How to cite this article:

Sediq AME, Abdel-Azeez AGH. Designing an autoverification system in Zagazig University Hospitals Laboratories: Preliminary evaluation on thyroid function profile. Ann Saudi Med 2014; 34(5): 427-432.

DOI: 10.5144/0256-4947.2014.427

Abstract

 

 

BACKGROUND AND OBJECTIVES: The current practice in Zagazig University Hospitals Laboratories (ZUHL) is manual verification of all results for the later release of reports. These processes are time consuming and tedious, with large inter-individual variation that slows the turnaround time (TAT). Autoverification is the process of comparing patient results, generated from interfaced instruments, against laboratory-defined acceptance parameters. This study describes an autoverification engine designed and implemented in ZUHL, Egypt.
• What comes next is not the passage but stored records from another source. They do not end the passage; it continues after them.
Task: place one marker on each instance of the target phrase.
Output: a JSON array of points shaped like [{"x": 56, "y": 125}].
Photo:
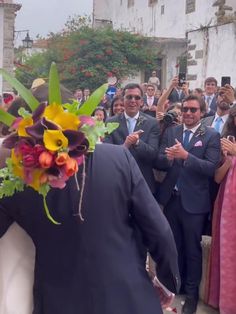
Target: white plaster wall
[
  {"x": 132, "y": 79},
  {"x": 231, "y": 3},
  {"x": 203, "y": 15},
  {"x": 220, "y": 59},
  {"x": 1, "y": 45},
  {"x": 149, "y": 21},
  {"x": 172, "y": 53}
]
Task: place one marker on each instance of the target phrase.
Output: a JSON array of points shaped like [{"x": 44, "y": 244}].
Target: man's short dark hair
[
  {"x": 210, "y": 79},
  {"x": 132, "y": 86},
  {"x": 201, "y": 102}
]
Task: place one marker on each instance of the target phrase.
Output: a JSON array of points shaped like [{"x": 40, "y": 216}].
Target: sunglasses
[
  {"x": 192, "y": 110},
  {"x": 135, "y": 97}
]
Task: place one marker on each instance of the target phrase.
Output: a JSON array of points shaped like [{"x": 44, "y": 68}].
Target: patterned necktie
[
  {"x": 187, "y": 134},
  {"x": 218, "y": 123},
  {"x": 131, "y": 124},
  {"x": 149, "y": 101}
]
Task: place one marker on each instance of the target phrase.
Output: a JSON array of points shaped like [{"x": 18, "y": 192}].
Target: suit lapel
[{"x": 123, "y": 125}]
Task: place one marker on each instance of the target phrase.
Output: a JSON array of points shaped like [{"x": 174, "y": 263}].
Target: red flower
[{"x": 25, "y": 149}]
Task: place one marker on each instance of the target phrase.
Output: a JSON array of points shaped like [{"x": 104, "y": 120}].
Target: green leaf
[
  {"x": 6, "y": 117},
  {"x": 9, "y": 183},
  {"x": 54, "y": 91},
  {"x": 90, "y": 105},
  {"x": 24, "y": 113},
  {"x": 72, "y": 108},
  {"x": 24, "y": 92},
  {"x": 48, "y": 212},
  {"x": 44, "y": 189}
]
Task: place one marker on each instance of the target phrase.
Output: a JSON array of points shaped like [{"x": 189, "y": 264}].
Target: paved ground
[{"x": 202, "y": 308}]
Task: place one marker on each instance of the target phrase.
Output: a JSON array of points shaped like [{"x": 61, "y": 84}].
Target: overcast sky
[{"x": 45, "y": 16}]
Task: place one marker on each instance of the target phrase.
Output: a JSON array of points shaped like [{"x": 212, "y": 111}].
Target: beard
[{"x": 223, "y": 106}]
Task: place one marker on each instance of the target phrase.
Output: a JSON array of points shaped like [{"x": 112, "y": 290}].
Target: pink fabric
[{"x": 222, "y": 279}]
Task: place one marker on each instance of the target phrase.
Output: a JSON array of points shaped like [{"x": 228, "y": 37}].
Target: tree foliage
[{"x": 86, "y": 56}]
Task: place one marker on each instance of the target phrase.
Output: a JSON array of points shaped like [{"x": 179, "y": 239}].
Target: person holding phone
[
  {"x": 222, "y": 286},
  {"x": 210, "y": 98}
]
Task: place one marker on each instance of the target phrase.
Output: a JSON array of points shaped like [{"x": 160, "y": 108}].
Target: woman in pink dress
[{"x": 222, "y": 277}]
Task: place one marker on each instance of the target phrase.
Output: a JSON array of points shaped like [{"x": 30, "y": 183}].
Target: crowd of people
[
  {"x": 184, "y": 146},
  {"x": 188, "y": 160}
]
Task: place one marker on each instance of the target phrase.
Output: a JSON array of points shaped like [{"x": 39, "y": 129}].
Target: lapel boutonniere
[
  {"x": 140, "y": 120},
  {"x": 201, "y": 131}
]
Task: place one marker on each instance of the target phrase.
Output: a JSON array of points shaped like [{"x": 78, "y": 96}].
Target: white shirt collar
[
  {"x": 224, "y": 117},
  {"x": 128, "y": 117},
  {"x": 211, "y": 96}
]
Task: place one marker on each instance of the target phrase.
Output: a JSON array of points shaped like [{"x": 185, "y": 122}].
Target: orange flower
[
  {"x": 43, "y": 179},
  {"x": 61, "y": 159},
  {"x": 45, "y": 160},
  {"x": 71, "y": 167}
]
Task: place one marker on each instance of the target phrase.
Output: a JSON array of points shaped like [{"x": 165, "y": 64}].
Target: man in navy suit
[
  {"x": 192, "y": 151},
  {"x": 95, "y": 265},
  {"x": 137, "y": 131}
]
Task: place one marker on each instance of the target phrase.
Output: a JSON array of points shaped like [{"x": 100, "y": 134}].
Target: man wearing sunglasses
[
  {"x": 192, "y": 152},
  {"x": 137, "y": 131}
]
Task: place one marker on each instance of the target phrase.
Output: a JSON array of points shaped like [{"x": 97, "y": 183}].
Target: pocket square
[{"x": 198, "y": 144}]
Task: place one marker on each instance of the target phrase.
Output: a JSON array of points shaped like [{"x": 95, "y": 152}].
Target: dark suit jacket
[
  {"x": 155, "y": 102},
  {"x": 213, "y": 106},
  {"x": 95, "y": 266},
  {"x": 146, "y": 151},
  {"x": 194, "y": 173},
  {"x": 175, "y": 97}
]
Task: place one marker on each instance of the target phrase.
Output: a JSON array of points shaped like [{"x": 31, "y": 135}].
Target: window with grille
[
  {"x": 162, "y": 9},
  {"x": 190, "y": 6},
  {"x": 151, "y": 2}
]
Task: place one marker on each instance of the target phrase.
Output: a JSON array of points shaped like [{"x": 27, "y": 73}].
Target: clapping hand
[
  {"x": 228, "y": 147},
  {"x": 227, "y": 93}
]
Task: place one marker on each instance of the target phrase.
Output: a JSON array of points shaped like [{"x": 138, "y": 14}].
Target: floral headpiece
[{"x": 49, "y": 143}]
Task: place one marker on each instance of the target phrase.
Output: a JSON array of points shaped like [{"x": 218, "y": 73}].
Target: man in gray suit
[
  {"x": 96, "y": 266},
  {"x": 224, "y": 100},
  {"x": 137, "y": 131}
]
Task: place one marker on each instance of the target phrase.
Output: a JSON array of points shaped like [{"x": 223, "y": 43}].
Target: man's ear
[{"x": 4, "y": 154}]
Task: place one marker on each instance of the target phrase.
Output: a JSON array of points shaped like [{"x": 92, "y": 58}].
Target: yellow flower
[
  {"x": 54, "y": 140},
  {"x": 52, "y": 111},
  {"x": 65, "y": 120},
  {"x": 23, "y": 124},
  {"x": 17, "y": 167}
]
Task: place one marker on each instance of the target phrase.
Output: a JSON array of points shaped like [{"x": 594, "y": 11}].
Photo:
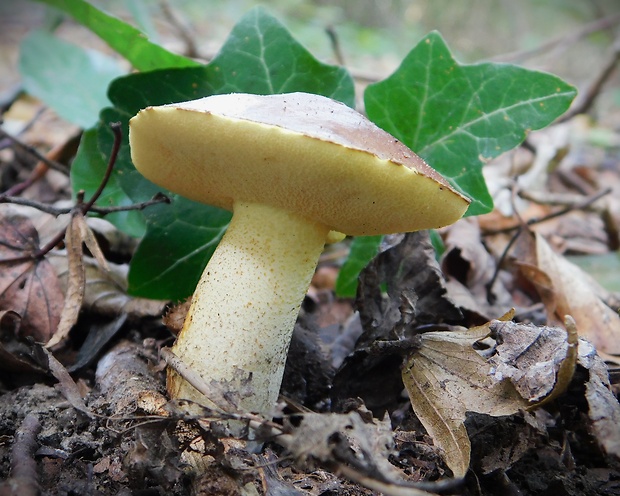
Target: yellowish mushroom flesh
[{"x": 314, "y": 166}]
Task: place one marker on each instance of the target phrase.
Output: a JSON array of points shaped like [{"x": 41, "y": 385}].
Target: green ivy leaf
[
  {"x": 71, "y": 80},
  {"x": 123, "y": 38},
  {"x": 260, "y": 56},
  {"x": 457, "y": 117},
  {"x": 363, "y": 250},
  {"x": 86, "y": 171}
]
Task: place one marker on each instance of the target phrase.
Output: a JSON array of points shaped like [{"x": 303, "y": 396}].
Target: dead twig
[
  {"x": 289, "y": 441},
  {"x": 583, "y": 205},
  {"x": 182, "y": 29},
  {"x": 52, "y": 164},
  {"x": 589, "y": 96},
  {"x": 24, "y": 478},
  {"x": 565, "y": 40}
]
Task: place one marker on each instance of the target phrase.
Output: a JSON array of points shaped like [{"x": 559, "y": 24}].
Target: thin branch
[
  {"x": 158, "y": 198},
  {"x": 116, "y": 146},
  {"x": 569, "y": 39},
  {"x": 586, "y": 203},
  {"x": 589, "y": 96},
  {"x": 35, "y": 153}
]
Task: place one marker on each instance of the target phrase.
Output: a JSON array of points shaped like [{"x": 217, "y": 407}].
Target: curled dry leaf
[
  {"x": 106, "y": 291},
  {"x": 74, "y": 293},
  {"x": 566, "y": 290},
  {"x": 15, "y": 353},
  {"x": 469, "y": 268},
  {"x": 603, "y": 407},
  {"x": 446, "y": 378},
  {"x": 29, "y": 287},
  {"x": 539, "y": 361}
]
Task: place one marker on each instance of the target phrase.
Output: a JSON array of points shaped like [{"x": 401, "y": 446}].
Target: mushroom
[{"x": 292, "y": 168}]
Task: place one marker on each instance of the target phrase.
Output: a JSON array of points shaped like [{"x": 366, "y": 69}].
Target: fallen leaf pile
[{"x": 464, "y": 360}]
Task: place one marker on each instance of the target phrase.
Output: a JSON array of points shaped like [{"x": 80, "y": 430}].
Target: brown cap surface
[{"x": 296, "y": 151}]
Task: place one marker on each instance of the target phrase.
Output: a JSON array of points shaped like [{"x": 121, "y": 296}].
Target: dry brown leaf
[
  {"x": 106, "y": 291},
  {"x": 445, "y": 379},
  {"x": 15, "y": 354},
  {"x": 67, "y": 385},
  {"x": 469, "y": 268},
  {"x": 74, "y": 295},
  {"x": 539, "y": 361},
  {"x": 575, "y": 293},
  {"x": 29, "y": 287}
]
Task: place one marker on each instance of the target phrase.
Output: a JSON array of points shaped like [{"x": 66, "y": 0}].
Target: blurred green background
[{"x": 373, "y": 36}]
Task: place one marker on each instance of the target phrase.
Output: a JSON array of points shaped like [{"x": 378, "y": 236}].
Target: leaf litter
[{"x": 413, "y": 315}]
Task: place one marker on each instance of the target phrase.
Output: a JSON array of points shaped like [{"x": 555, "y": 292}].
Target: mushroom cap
[{"x": 297, "y": 151}]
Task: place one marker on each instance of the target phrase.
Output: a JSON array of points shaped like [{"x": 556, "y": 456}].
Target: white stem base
[{"x": 241, "y": 319}]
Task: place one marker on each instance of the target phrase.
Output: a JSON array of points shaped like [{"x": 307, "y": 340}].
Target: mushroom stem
[{"x": 241, "y": 319}]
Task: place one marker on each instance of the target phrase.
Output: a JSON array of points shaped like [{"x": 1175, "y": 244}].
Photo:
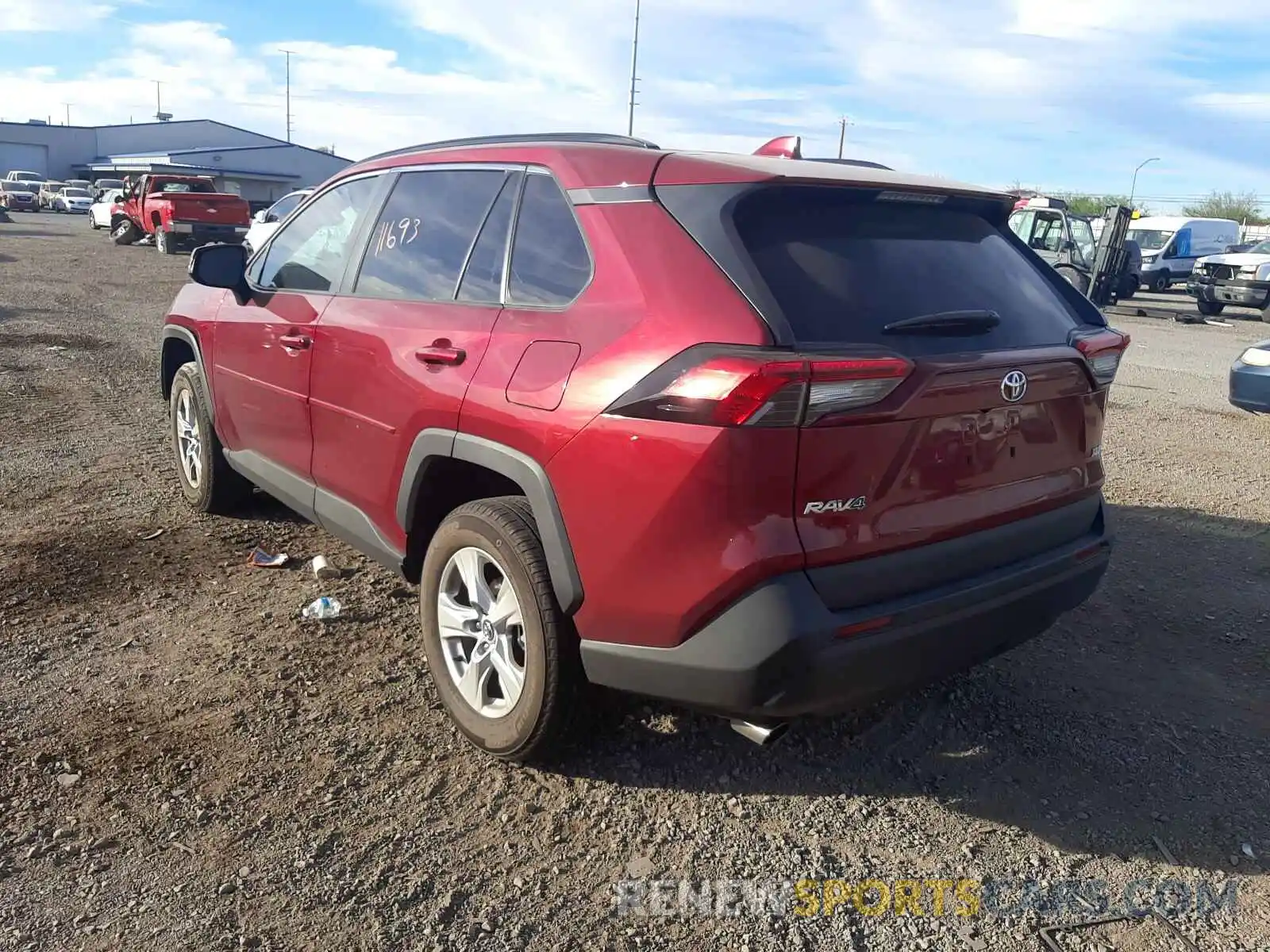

DESIGN AND SETTINGS: A descriptive study conducted at ZUHL, from January 2012-December 2013.

MATERIALS AND METHODS: A rule-based system was used in designing an autoverification engine. The engine was preliminarily evaluated on a thyroid function panel. A total of 563 rules were written and tested on 563 simulated cases and 1673 archived cases. The engine decisions were compared to that of 4 independent expert reviewers. The impact of engine implementation on TAT was evaluated.

RESULTS: Agreement was achieved among the 4 reviewers in 55.5% of cases, and with the engine in 51.5% of cases. The autoverification rate for archived cases was 63.8%. Reported lab TAT was reduced by 34.9%, and TAT segment from the completion of analysis to verification was reduced by 61.8%.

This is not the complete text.